The point is that I was looking forward to being in my warm home with its overactive radiator and its coat rack newly on the wall (!!) and everything mine mine mine, everything in its proper place, because I tidied up last night or whenever it was. It's such a good feeling to sit down on your bed and take off your coat—okay, normally you probably want to take off your outerwear before you reach the bedroom, but my bedroom is my living room, so not a lot can be done—and put the important pocket-contents (keys, bike light, phone) in their proper places next to the other things in their proper places.
So I imagined my closest kitty friends being in my life today, and you might say it hurt my heart a little if you were cutesier than I, but I've mostly hardened myself to the thought. I've met some kittens a block over, kittens and their little cat mother and sibling from another litter, kittens who live under a porch and need homes for the winter. I know the people in the apartment below me have cats; I've seen them peeking through the gap in the curtains and said silly cat-things to them in my silly, high-pitched cat-voice. I can't help it. I say hi to my kitten not-friends every time I bike past their porch, even if I can't see any of them. Even if I could convince my landlord to let me, though, I can't adopt a cat.
The crazy: I care too much about the cats I've already lived with. I was torn when I felt my childhood cats falling behind the college cats in my affection, but it was too late. Haroun and Table were my day-to-day life, sometimes the only living bodies in my apartment with me. When I get my next cat, I give up my claim to Emma's cats, whom she really didn't want to let me name (I got Haroun at least), whom she really didn't want me to have. Who aren't mine. But I don't want to let them go.
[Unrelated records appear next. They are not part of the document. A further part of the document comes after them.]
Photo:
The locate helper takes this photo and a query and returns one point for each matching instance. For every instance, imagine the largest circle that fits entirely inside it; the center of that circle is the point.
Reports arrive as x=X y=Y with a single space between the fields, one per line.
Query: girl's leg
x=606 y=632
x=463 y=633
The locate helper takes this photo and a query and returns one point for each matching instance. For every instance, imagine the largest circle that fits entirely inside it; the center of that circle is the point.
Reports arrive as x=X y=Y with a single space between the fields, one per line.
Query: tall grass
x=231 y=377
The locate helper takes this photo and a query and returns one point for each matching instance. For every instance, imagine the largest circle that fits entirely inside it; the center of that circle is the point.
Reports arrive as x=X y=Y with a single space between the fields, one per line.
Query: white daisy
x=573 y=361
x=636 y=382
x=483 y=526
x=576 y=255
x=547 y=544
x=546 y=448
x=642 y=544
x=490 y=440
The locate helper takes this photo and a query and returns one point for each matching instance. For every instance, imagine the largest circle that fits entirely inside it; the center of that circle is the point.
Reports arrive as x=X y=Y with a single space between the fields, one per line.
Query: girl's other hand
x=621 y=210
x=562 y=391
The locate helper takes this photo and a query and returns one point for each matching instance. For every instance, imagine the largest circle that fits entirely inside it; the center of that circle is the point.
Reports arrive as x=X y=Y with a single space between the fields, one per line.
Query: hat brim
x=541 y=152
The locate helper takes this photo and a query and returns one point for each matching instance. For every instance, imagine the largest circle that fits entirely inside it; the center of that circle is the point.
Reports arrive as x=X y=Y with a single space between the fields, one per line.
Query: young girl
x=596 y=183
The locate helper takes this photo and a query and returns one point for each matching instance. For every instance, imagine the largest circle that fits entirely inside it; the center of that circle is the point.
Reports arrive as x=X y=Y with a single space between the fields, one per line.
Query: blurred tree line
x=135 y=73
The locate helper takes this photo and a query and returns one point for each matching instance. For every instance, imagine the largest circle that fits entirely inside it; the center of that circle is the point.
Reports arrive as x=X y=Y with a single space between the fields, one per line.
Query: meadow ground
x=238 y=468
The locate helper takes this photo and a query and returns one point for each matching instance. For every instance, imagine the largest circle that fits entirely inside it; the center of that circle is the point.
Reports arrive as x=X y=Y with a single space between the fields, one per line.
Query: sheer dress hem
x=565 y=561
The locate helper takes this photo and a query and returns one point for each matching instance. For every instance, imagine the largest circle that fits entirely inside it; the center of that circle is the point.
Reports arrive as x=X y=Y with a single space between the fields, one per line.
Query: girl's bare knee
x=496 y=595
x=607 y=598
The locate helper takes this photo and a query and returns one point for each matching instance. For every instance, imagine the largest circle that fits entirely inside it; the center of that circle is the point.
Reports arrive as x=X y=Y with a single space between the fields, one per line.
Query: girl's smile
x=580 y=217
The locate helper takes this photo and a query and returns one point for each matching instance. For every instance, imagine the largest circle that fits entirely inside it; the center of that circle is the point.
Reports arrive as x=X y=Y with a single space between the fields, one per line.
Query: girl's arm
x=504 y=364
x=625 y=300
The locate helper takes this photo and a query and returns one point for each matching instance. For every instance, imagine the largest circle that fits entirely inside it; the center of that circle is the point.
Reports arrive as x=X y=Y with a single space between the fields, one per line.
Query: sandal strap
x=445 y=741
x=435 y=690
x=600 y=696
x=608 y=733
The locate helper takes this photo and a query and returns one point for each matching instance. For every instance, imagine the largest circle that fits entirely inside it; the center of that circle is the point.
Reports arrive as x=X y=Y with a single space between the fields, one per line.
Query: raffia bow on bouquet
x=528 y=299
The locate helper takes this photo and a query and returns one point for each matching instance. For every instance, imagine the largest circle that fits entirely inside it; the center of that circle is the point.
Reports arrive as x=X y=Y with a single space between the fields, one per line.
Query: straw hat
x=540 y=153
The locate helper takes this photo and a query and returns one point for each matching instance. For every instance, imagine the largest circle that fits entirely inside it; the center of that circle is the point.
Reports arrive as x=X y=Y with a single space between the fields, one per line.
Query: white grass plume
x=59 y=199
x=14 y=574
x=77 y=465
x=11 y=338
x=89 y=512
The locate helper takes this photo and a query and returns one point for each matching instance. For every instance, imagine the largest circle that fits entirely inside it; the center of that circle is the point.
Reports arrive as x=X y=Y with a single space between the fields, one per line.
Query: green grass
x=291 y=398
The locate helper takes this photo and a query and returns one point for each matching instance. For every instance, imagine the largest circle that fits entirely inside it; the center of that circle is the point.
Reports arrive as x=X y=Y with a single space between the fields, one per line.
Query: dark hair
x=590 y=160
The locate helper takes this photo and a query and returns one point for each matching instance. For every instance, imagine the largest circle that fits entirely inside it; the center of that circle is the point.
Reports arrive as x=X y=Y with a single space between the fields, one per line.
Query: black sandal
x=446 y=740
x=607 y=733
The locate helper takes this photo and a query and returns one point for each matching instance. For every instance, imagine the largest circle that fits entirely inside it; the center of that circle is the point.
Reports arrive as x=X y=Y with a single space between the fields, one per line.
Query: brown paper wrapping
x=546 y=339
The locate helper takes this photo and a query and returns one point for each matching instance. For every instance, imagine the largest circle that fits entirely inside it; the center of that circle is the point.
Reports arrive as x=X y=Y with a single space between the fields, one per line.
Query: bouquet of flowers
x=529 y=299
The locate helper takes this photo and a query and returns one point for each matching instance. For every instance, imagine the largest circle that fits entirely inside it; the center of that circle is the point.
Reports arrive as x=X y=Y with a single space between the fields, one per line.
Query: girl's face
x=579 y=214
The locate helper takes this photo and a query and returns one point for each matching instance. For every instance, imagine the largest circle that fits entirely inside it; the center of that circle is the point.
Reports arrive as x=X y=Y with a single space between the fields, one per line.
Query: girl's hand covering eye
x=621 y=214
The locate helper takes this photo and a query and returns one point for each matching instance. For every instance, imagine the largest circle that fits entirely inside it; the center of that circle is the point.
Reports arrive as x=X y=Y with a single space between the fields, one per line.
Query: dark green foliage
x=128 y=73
The considerate: I'm often gone. I work two jobs, and I go to my boyfriend's, which is just far enough across town to make lazy me want to stay put, and I'm only one person. Emma's cats were outraged when I left for the weekend. Heck, I think they were outraged when she left for class while I was at work. I don't have any big future plans right now, but if I did, I wouldn't want to abandon my cats for six months or a year. My parents wouldn't want to take them. Ali's dog would eat them.
Animals understand more than we think. Some sense our moods, and act accordingly. Their lives may be mainly in the present, but some of them rejoice when we return to them. And not just the dogs. As soon as I walked in the door—well, until she almost completely gave up on me—Isabel would bound up the stairs to my room and meow for me to open the door so we could hang out together in the sanctuary I'd stolen from her with my absence. Animals care more than we can be sure of, though they obviously understand less than we might like them to. And that's why I think we humans have such a responsibility. I'm not going to adopt and coddle and spoil another kitten with all this crazy affection bubbling up inside me until I know that I can continue to coddle and spoil it all through its life, because that is what it will expect.
Unless Emma trains Haroun to use a toilet. Take away the litter box argument, and all bets are off in terms of my dearly-missed feline flatmates.
P.S. Let's just have an unspoken rule that the label "cats" comes with "crazy" attached, okay?
P.P.S. Anyone know anyone in Ann Arbor who needs a cat sitter or dog walker, not too far from Kerrytown? How about a cat walker?